What is Air Pollution?
Two common types of air pollutants that can reach unhealthy levels and affect lung health:
Ground level ozone smog, commonly referred to as smog, is formed by a chemical reaction between volatile organic compounds (VOCs) and nitrogen oxides (NOx) in the presence of sunlight. VOCs are organic compounds that easily become vapors or gases, such as engine exhaust. NOx gases are produced from the reaction among nitrogen and oxygen during combustion. One of the largest producers of NOx gases is vehicle engine fuel combustion.
Ozone concentrations can reach unhealthy levels when the weather is hot and sunny with little or no wind. Unlike upper atmosphere ozone, which occurs naturally and is beneficial because of its protective qualities, ground level ozone is a manmade air pollutant that can have harmful effects on both humans and the environment.

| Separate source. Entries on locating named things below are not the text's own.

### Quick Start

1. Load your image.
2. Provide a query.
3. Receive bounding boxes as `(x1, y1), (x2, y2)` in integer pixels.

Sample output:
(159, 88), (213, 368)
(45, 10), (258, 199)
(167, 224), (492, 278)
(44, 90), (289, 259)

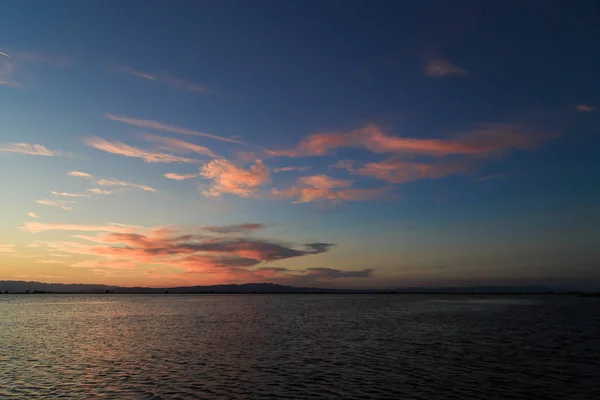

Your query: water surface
(0, 295), (600, 400)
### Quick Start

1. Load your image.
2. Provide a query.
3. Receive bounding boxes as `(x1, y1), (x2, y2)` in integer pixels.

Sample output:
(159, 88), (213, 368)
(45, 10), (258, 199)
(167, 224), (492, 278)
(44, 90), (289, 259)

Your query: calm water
(0, 295), (600, 400)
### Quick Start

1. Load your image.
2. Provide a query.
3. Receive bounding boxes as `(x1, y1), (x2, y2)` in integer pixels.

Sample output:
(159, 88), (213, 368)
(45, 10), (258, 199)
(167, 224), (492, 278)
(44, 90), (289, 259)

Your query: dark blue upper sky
(0, 0), (600, 286)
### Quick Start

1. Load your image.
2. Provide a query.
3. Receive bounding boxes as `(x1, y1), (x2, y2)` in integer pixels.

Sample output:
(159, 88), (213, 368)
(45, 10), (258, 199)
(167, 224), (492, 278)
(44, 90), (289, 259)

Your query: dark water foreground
(0, 295), (600, 400)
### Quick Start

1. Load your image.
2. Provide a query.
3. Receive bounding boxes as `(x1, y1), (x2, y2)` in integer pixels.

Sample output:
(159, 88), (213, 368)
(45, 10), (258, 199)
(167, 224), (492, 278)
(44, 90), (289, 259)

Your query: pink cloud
(115, 66), (156, 81)
(69, 171), (156, 194)
(356, 159), (471, 183)
(104, 114), (246, 144)
(0, 143), (64, 157)
(575, 104), (596, 112)
(96, 179), (156, 194)
(298, 175), (352, 189)
(140, 133), (218, 158)
(267, 124), (553, 157)
(273, 166), (311, 172)
(164, 172), (198, 181)
(83, 137), (199, 164)
(0, 244), (15, 253)
(52, 192), (90, 197)
(19, 222), (142, 233)
(200, 159), (270, 197)
(69, 171), (94, 179)
(35, 199), (75, 211)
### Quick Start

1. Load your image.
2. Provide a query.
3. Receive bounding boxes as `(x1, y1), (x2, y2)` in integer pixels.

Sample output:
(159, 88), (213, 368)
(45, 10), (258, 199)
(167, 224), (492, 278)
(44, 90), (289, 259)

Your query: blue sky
(0, 1), (600, 287)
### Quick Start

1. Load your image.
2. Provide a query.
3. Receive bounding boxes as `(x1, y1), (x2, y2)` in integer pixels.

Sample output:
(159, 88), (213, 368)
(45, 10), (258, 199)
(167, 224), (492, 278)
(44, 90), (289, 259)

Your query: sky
(0, 0), (600, 288)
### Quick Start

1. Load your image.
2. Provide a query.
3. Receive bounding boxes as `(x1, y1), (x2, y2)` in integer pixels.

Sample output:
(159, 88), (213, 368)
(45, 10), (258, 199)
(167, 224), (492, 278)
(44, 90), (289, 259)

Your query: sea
(0, 294), (600, 400)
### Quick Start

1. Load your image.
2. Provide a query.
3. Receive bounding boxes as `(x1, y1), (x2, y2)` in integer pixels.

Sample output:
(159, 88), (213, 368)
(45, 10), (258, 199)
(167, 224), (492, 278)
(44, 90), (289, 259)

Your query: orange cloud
(164, 172), (198, 181)
(140, 133), (218, 158)
(200, 159), (270, 197)
(83, 137), (199, 164)
(35, 199), (75, 211)
(273, 166), (311, 172)
(69, 171), (156, 194)
(19, 222), (143, 233)
(104, 114), (246, 144)
(0, 143), (63, 157)
(0, 244), (15, 253)
(52, 192), (90, 197)
(69, 171), (94, 179)
(267, 124), (552, 157)
(96, 179), (156, 194)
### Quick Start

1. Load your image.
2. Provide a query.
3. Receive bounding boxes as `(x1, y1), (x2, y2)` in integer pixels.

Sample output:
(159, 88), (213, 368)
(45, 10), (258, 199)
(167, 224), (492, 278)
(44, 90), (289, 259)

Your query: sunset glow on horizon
(0, 1), (600, 288)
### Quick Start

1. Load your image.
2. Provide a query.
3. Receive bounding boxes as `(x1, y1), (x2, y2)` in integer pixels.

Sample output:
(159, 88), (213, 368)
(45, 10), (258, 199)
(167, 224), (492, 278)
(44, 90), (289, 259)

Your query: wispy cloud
(69, 171), (94, 179)
(115, 66), (156, 81)
(200, 159), (270, 197)
(96, 179), (156, 192)
(477, 174), (504, 182)
(0, 143), (64, 157)
(83, 137), (199, 164)
(87, 188), (123, 195)
(575, 104), (596, 112)
(19, 222), (143, 233)
(267, 124), (553, 157)
(52, 192), (90, 197)
(355, 158), (472, 183)
(0, 244), (15, 253)
(164, 172), (198, 181)
(68, 171), (156, 194)
(0, 52), (68, 87)
(273, 166), (311, 172)
(115, 66), (209, 93)
(54, 227), (334, 281)
(271, 175), (391, 204)
(104, 114), (246, 144)
(35, 199), (75, 211)
(202, 223), (265, 234)
(140, 133), (218, 158)
(423, 56), (469, 78)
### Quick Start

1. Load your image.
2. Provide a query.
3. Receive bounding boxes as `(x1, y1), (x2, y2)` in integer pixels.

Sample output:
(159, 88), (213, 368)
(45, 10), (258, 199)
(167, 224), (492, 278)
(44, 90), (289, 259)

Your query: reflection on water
(0, 295), (600, 400)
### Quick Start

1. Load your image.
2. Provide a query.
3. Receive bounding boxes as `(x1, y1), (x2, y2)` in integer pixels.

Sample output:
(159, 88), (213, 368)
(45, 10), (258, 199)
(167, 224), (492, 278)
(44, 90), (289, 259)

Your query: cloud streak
(83, 137), (199, 164)
(0, 244), (15, 253)
(200, 159), (270, 197)
(19, 222), (144, 233)
(35, 199), (75, 211)
(116, 66), (209, 93)
(104, 114), (246, 145)
(68, 171), (156, 194)
(140, 133), (218, 158)
(271, 175), (392, 204)
(267, 124), (554, 157)
(164, 172), (198, 181)
(0, 143), (63, 157)
(423, 56), (469, 78)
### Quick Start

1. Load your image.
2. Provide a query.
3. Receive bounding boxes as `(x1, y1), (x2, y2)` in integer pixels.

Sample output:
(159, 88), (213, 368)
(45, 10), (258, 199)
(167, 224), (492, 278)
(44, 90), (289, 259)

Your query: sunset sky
(0, 0), (600, 288)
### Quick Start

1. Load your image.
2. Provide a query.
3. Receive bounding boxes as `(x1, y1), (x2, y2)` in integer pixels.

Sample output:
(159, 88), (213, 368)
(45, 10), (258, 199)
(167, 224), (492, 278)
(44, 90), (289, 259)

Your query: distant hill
(0, 281), (568, 294)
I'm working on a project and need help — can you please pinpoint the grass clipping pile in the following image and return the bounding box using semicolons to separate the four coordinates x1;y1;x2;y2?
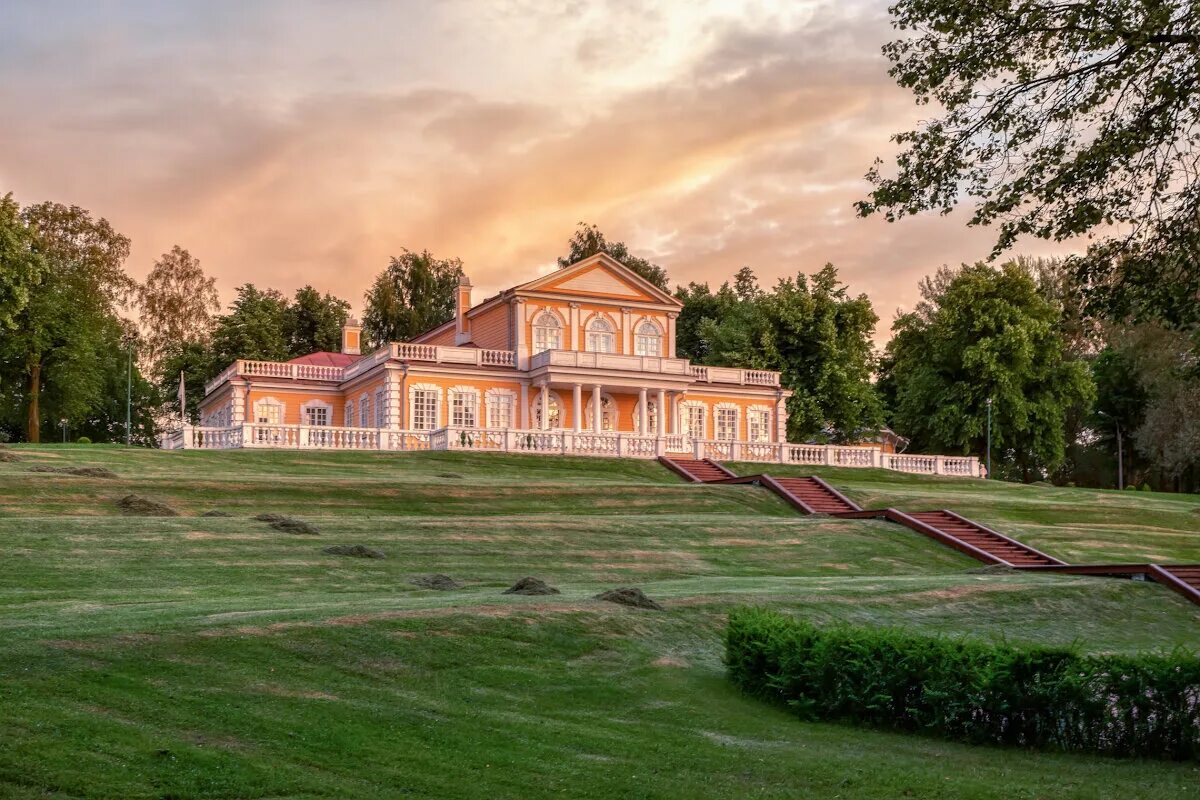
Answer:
254;513;320;536
116;494;179;517
596;587;666;612
29;464;116;477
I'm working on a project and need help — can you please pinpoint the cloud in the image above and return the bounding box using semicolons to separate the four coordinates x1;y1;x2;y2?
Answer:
0;2;1070;333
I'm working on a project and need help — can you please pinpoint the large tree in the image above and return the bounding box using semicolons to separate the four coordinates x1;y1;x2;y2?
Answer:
883;263;1092;480
858;0;1200;325
0;197;134;441
696;264;883;441
362;249;462;347
0;194;46;333
137;245;221;380
284;287;350;356
558;222;667;291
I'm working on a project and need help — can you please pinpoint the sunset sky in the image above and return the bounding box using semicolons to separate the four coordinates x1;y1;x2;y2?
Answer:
0;0;1070;337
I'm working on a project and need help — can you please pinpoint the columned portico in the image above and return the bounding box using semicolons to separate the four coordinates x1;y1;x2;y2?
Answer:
592;384;604;433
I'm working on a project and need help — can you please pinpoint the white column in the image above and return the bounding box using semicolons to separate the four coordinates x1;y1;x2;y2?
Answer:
592;384;604;433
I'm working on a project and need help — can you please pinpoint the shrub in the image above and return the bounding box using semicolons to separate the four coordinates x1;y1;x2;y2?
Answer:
725;609;1200;759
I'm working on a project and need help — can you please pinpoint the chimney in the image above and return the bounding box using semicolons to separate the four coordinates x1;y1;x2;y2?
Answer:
342;317;362;355
454;275;470;345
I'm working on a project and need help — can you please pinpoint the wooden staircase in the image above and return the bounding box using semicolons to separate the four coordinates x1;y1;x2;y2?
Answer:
659;456;737;483
659;458;1200;604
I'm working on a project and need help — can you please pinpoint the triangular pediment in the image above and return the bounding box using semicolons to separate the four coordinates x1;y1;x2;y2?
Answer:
517;253;679;306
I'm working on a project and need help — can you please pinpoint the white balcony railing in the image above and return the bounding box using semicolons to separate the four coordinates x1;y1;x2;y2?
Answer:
162;422;980;477
529;350;688;378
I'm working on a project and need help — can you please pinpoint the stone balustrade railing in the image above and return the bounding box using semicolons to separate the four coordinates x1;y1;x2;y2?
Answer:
162;422;982;477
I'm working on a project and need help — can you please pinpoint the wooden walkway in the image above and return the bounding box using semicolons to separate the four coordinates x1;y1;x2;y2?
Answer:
659;458;1200;604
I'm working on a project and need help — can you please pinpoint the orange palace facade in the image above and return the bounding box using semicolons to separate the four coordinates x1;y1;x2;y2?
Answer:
180;253;978;474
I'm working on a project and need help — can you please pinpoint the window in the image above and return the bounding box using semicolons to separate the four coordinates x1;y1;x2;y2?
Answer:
581;395;617;432
588;317;617;353
487;392;512;428
254;398;283;425
684;403;708;439
746;408;770;441
450;390;479;428
533;311;563;354
634;320;662;355
302;402;331;426
715;405;738;441
529;392;563;429
634;397;659;435
413;389;438;431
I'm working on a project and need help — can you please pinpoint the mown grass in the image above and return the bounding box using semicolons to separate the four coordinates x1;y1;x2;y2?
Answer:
0;446;1200;799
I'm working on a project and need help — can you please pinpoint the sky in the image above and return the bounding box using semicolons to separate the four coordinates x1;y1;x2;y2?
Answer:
0;0;1075;338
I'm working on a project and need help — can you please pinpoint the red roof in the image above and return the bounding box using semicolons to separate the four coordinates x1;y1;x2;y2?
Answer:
288;350;362;367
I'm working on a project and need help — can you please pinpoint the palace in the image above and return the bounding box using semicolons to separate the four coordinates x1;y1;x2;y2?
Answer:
180;253;978;475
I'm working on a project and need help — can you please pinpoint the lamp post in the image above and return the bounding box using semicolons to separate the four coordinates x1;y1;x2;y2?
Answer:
988;397;991;477
121;331;138;447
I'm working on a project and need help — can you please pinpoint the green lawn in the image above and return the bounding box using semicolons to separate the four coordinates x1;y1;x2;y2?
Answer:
0;446;1200;799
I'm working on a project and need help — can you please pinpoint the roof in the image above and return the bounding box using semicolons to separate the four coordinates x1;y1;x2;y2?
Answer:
288;350;362;367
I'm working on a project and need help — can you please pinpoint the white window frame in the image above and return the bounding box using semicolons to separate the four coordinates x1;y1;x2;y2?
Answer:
484;389;517;428
448;386;480;428
300;401;334;428
529;391;563;431
746;405;770;443
408;384;442;431
533;308;564;355
254;397;284;425
713;403;742;441
682;401;708;439
584;314;617;353
634;317;662;357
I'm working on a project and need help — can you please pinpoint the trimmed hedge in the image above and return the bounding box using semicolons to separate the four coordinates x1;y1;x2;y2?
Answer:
725;609;1200;759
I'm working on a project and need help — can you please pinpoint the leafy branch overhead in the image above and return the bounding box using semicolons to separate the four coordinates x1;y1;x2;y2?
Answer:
857;0;1200;324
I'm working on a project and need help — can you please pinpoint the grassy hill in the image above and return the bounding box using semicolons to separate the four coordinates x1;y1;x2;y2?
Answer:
0;446;1200;799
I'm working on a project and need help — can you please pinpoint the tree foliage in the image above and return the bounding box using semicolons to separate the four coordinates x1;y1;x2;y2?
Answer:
0;197;134;441
0;194;46;333
677;264;883;441
362;249;462;347
137;245;221;380
558;222;670;291
883;263;1093;480
858;0;1200;325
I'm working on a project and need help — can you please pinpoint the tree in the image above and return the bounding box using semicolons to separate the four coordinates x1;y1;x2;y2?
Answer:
696;264;883;440
0;203;134;441
0;193;46;335
362;249;462;347
857;0;1200;326
137;245;221;380
284;287;350;357
883;261;1093;481
558;222;668;291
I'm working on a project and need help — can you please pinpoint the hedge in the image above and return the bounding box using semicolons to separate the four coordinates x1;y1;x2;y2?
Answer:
725;609;1200;760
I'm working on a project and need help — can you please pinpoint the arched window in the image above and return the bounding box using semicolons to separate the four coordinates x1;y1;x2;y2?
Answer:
588;317;617;353
533;311;563;354
634;319;662;355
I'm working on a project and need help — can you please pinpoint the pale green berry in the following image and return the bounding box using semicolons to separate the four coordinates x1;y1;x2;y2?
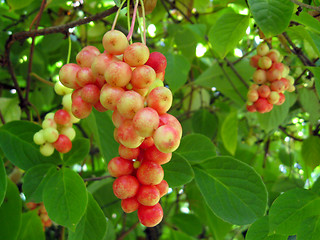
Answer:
33;129;46;145
43;128;59;143
40;143;54;157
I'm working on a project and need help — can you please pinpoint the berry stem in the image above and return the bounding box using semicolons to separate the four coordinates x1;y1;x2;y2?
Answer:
111;0;126;30
127;0;139;40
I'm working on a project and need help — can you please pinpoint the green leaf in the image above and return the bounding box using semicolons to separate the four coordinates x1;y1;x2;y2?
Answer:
7;0;34;10
43;168;88;230
269;188;320;235
176;134;217;164
162;153;194;187
0;98;21;126
165;53;191;93
246;216;288;240
0;121;60;170
192;109;218;139
171;213;202;236
194;157;267;225
221;112;238;155
301;135;320;170
255;93;296;132
0;158;7;206
68;192;107;240
22;163;56;203
0;179;22;240
18;210;45;240
248;0;294;38
299;88;320;124
91;110;119;162
308;67;320;96
297;216;320;240
208;13;249;58
63;138;90;166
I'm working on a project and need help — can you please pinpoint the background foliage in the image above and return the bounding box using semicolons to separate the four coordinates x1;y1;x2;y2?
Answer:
0;0;320;240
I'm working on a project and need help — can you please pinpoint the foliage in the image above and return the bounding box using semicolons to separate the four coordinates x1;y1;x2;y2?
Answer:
0;0;320;240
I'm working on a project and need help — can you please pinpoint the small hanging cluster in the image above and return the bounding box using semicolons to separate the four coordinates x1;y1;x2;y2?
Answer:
33;87;80;156
247;43;295;113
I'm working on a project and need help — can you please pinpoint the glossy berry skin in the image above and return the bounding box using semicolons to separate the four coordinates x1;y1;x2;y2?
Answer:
54;109;71;125
137;162;164;185
121;197;140;213
136;185;160;206
112;175;139;199
138;203;163;227
108;157;133;177
53;134;72;153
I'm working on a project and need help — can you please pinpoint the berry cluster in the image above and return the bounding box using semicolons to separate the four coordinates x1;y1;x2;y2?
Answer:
247;43;295;113
26;202;52;231
33;87;80;156
59;30;182;227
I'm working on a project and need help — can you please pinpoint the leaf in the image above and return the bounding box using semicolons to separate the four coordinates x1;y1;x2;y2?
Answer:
208;13;249;58
0;158;7;207
194;157;267;225
68;192;107;240
192;109;218;139
43;168;88;230
165;53;191;93
269;188;320;235
63;138;90;166
7;0;34;10
171;213;202;236
162;153;194;187
0;121;60;170
246;216;288;240
256;93;296;132
18;210;45;240
0;179;22;240
0;98;21;126
248;0;294;38
22;163;56;203
176;134;217;164
301;135;320;170
221;112;238;155
297;216;320;240
308;67;320;96
91;110;119;162
299;88;320;124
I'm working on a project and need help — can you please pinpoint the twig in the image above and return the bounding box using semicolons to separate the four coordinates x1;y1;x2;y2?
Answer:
25;0;47;101
83;175;112;182
224;57;249;88
290;0;320;12
117;221;139;240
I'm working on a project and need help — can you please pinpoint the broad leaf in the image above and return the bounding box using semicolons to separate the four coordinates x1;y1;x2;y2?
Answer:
194;157;267;225
0;121;60;170
165;53;191;93
18;210;45;240
246;216;288;240
43;168;88;230
0;158;7;206
248;0;294;38
176;134;217;164
221;112;238;155
301;136;320;170
269;188;320;235
63;138;90;166
0;179;22;240
162;153;194;187
208;13;249;58
192;109;218;139
68;192;107;240
22;163;56;203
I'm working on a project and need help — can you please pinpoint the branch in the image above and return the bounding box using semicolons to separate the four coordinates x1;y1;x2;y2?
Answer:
290;0;320;12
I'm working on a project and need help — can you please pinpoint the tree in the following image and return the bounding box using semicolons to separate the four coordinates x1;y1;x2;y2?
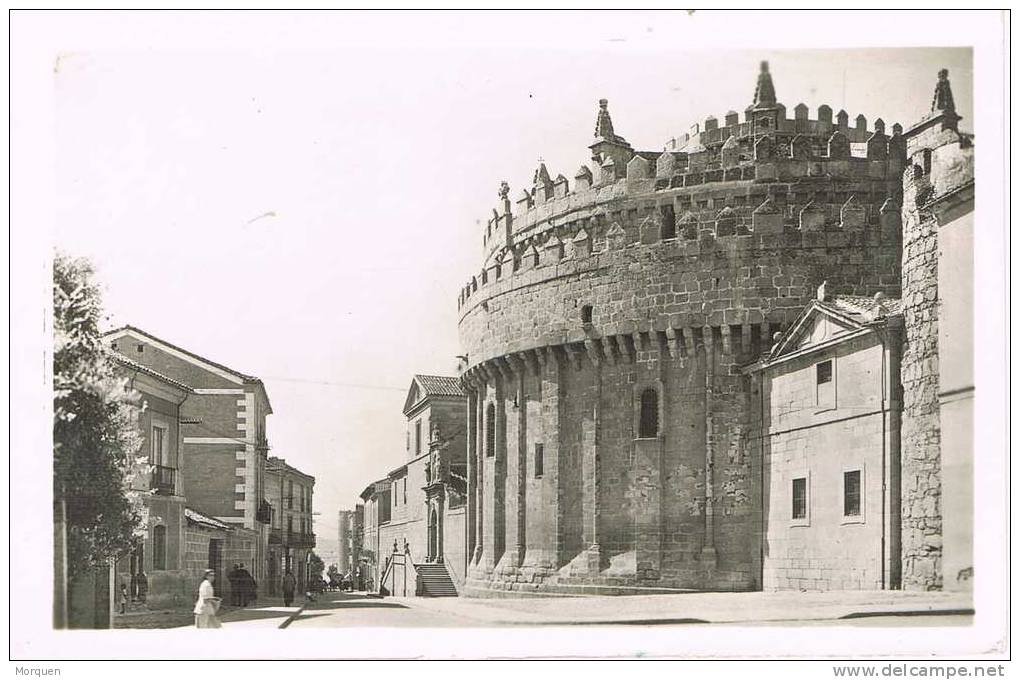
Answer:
308;553;325;591
53;255;148;582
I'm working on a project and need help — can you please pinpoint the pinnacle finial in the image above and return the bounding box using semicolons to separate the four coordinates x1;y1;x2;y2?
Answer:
931;68;956;113
754;61;775;108
595;99;626;144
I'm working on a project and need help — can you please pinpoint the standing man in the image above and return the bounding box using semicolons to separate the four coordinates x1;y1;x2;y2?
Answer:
226;562;241;607
284;569;298;607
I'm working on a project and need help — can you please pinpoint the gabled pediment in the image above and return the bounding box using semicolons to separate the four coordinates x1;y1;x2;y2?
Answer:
404;379;421;413
769;301;865;360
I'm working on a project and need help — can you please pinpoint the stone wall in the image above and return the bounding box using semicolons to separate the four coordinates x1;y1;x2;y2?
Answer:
763;334;900;590
902;106;973;589
458;64;905;591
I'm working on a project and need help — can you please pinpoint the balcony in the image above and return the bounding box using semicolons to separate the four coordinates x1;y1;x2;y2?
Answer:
255;499;272;524
149;465;177;495
286;531;315;547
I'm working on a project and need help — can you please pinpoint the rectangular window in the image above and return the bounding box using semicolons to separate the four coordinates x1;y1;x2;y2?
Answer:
149;425;166;466
791;477;808;520
152;524;166;571
815;359;835;409
843;470;861;517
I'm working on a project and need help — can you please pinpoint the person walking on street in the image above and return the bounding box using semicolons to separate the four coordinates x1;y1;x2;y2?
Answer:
138;570;149;604
284;569;298;607
194;569;221;628
238;563;255;607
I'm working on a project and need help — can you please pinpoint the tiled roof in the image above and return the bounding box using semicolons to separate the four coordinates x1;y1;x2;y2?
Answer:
103;324;272;413
414;374;466;397
265;456;315;484
113;351;195;391
103;325;261;382
827;295;900;322
185;508;231;530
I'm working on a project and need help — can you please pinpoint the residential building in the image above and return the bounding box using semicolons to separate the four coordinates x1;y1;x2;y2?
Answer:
114;354;197;607
265;457;315;594
355;478;393;590
337;510;355;574
104;326;272;587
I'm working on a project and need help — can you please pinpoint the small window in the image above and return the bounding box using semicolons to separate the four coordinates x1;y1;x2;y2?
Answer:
659;203;676;239
149;425;166;467
791;477;808;520
815;359;835;409
638;387;659;439
843;470;861;517
486;404;496;458
815;361;832;384
152;524;166;571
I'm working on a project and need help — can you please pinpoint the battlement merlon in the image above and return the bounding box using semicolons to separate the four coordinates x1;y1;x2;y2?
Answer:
482;62;909;262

Daily ozone levels are typically highest in the evening and lowest around sunrise.
Fine particulate matter, called soot, refers to tiny particles or droplets in the air (nearly invisible to the naked eye), usually a by-product of combustion, such as auto and diesel exhaust, power plant emissions or wood smoke.
Soot can reach high levels under the same weather conditions as smog. It can also occur at any time of the year when dry, calm and clear conditions can allow particle pollution to concentrate. Soot reduces visibility and causes the air to appear hazy when levels are elevated.